Let me explain: way back when I was using Linux, my wrists were beginning to bother me, and a friend recommended the Microsoft “ergonomic” keyboard as a good solution. Great, no problem–after a couple of weeks of getting used to it, I was a convert. My wrists felt better, and my typing speed actually went up a little. After a couple of months of using it, typing on a standard keyboard felt awkward.
A few years later, it died.
By this time, Microsoft had discontinued the original design, and had replaced it with two new ones: the “chicklet” ergonomic keyboard, and the “multimedia” ergonomic keyboard. The “chicklet” version had half-sized keys for the arrow/home/end/etc. keys. No good–I wanted full-sized keys. The “multimedia” version had a bunch of useless stuff on it, and cost twice as much. I bought a banged-up original from eBay (and later inherited a black model from a friend). Great, back in business.

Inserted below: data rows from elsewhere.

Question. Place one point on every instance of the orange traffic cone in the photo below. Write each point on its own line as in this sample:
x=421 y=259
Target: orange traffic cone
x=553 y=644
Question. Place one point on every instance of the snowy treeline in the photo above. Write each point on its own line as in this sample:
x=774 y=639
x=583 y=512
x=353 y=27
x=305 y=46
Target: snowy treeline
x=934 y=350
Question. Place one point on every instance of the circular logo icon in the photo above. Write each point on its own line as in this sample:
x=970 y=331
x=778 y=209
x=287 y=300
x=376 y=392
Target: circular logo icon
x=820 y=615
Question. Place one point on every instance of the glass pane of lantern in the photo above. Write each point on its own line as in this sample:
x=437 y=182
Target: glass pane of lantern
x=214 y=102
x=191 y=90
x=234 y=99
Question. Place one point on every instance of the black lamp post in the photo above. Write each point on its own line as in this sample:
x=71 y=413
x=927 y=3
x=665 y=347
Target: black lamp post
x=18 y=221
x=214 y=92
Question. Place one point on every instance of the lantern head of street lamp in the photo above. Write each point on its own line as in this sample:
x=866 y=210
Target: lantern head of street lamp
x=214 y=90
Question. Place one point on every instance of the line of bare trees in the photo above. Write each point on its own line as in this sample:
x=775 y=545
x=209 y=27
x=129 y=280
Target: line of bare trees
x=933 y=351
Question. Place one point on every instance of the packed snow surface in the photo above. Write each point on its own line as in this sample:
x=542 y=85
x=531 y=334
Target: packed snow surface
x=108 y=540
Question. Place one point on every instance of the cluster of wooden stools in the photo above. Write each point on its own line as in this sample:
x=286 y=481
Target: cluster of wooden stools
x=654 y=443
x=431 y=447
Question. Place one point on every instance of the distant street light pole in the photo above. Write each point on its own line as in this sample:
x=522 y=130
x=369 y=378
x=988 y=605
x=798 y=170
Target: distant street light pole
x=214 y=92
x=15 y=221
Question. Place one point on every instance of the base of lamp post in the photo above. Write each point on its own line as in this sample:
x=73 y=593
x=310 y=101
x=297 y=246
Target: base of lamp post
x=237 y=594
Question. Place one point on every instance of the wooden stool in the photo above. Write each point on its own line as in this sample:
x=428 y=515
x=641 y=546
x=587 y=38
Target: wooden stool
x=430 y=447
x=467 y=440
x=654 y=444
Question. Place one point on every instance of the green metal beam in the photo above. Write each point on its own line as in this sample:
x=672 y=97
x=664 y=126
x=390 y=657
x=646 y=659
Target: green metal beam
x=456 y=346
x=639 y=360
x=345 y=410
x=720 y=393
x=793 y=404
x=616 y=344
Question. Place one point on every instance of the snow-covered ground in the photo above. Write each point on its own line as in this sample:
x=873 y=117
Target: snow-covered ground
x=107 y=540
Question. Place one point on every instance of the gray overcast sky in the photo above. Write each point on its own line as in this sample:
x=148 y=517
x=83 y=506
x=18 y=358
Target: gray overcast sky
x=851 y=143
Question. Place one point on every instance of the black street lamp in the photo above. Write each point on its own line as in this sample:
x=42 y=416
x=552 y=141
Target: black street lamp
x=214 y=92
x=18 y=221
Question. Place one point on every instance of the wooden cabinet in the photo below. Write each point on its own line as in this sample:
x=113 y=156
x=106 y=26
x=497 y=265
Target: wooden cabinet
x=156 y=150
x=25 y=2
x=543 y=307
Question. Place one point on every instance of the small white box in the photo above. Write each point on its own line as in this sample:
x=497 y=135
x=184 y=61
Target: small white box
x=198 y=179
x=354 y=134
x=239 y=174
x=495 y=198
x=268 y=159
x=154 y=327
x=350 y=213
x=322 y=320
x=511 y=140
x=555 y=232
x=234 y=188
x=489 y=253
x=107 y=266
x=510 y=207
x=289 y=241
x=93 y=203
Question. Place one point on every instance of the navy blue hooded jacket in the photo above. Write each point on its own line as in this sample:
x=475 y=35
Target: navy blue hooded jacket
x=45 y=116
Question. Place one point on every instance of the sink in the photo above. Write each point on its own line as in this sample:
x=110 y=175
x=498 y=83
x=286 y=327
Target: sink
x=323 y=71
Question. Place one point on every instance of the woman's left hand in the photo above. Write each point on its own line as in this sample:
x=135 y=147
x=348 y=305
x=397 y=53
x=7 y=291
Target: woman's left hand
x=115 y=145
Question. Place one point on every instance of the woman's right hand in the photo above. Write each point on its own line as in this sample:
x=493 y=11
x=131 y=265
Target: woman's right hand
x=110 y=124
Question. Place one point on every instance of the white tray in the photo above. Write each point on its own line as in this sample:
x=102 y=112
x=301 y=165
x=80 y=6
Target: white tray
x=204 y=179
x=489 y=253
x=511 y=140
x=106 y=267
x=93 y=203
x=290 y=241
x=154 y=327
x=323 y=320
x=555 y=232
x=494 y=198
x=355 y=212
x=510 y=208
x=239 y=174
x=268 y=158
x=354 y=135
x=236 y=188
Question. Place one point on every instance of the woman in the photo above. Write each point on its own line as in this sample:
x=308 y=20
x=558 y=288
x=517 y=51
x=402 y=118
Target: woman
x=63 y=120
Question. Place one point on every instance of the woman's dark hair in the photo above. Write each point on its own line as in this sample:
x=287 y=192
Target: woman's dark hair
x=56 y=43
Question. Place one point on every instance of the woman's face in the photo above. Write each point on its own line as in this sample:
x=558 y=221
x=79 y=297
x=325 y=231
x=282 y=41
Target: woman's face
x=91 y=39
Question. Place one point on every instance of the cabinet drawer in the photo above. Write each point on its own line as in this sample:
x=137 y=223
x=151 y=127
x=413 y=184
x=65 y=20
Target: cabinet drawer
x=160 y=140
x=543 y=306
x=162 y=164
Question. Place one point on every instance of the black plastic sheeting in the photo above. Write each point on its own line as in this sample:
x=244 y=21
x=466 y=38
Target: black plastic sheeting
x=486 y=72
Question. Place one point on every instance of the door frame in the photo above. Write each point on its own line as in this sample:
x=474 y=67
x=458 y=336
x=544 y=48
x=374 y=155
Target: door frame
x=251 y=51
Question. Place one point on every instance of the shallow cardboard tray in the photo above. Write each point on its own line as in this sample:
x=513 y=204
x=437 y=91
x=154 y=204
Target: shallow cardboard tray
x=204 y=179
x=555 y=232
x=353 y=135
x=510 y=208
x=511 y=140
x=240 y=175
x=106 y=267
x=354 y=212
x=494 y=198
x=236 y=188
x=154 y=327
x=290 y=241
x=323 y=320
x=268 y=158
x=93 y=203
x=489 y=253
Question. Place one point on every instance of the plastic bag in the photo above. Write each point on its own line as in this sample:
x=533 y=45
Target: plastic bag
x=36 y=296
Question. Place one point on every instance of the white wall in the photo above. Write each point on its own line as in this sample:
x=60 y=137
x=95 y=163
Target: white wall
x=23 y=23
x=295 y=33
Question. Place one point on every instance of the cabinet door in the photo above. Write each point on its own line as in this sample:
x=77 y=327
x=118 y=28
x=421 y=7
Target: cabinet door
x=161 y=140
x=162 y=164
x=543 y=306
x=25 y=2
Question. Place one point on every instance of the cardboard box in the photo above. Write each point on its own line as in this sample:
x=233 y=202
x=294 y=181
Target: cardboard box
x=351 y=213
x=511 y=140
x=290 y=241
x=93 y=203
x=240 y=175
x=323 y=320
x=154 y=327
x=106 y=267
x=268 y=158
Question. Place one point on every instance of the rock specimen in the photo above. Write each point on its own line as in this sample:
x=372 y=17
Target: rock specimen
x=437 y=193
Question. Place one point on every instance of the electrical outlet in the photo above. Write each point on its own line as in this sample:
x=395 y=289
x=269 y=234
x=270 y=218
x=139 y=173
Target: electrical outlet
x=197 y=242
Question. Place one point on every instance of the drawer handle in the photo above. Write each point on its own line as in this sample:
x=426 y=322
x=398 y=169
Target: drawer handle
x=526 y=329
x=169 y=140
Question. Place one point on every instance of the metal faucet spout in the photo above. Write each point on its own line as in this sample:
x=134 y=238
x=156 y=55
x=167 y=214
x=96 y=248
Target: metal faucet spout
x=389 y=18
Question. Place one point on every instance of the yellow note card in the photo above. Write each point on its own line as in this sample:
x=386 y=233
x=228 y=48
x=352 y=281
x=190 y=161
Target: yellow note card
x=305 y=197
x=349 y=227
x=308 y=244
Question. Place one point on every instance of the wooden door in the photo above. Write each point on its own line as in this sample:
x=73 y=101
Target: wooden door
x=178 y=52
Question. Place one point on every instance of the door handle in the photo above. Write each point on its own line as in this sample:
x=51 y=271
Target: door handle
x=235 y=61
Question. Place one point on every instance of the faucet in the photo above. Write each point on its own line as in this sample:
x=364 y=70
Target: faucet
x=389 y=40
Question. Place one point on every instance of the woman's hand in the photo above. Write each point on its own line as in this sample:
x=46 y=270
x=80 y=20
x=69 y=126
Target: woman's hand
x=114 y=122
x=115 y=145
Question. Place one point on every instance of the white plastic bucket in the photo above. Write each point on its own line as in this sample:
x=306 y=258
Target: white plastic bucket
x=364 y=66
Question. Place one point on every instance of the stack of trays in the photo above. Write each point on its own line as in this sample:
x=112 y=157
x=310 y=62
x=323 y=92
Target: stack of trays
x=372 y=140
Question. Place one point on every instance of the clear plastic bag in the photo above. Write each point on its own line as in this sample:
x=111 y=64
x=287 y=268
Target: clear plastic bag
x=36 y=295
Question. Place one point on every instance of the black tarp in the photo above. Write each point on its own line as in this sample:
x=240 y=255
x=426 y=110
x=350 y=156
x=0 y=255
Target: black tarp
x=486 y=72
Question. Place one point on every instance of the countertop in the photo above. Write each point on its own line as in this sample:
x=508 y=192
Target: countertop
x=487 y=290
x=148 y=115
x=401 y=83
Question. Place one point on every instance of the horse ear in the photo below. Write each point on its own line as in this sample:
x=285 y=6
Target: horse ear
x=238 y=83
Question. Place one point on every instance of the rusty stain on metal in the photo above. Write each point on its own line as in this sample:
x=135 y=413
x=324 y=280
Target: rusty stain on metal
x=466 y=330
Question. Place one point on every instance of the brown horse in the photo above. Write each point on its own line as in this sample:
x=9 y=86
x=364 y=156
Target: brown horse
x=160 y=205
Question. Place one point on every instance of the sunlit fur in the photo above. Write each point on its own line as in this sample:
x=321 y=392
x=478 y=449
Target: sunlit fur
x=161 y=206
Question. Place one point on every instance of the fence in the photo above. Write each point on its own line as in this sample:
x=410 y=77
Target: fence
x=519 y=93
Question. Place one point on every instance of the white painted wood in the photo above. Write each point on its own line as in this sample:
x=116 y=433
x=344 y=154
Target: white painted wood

All was well for several years.
Then I bought my TiBook (Macintosh Titanium Powerbook, for those who don’t know). I still used a Linux box at work, but the writing was on the wall–I was moving to Macs. When I finally ditched Linux and got a Mac workstation, I needed a new keyboard. The Microsoft keyboards were PS/2, and the command/option keys were in the wrong place. I found the Addesso ergonomic keyboard, which looked like the same thing, so I bought one.
It wasn’t–the keys were mushier, the endpoints of the key strokes were at different heights, and within a year, some of the keycaps were falling off. I dug around on the internet until I found a PS/2-to-USB converter that worked with keyboards and a utility that remapped the keys on my Microsoft keyboard to match the Mac layout. A hack, but it worked.
Then I left that job, started a company and began doing all of my dev work on my laptop. In the office, I hooked up a big LCD monitor, mouse and keyboard. At home, I sat on my couch with the laptop on my lap. Remapping keys didn’t work for me anymore–I’d be constantly turning it on and off. Back to the Adesso.
More keycaps broke, and it’s still mushy. Superglue only solves the former.
Now I’m looking for another keyboard–one with a Mac layout–and the options for the split design are thin. There’s the updated Adesso, the Goldtouch, the Kinesis and the Fentek. The Adesso is out–the one I’m using now is of such poor quality that I’m hesitant to try them again. The Goldtouch is a “compact” keyboard, and doesn’t have a separate arrow and home/end/etc. blocks. The Kinesis is well-reviewed, but I don’t want to learn yet another keyboard layout. Finally, the Fentek moved the ‘6’ key to the right-side of the split, making it impossible to hit with my left hand. Didn’t these guys take typing in high school?
So I’m going to buy a standard keyboard, and learn how to type on it again.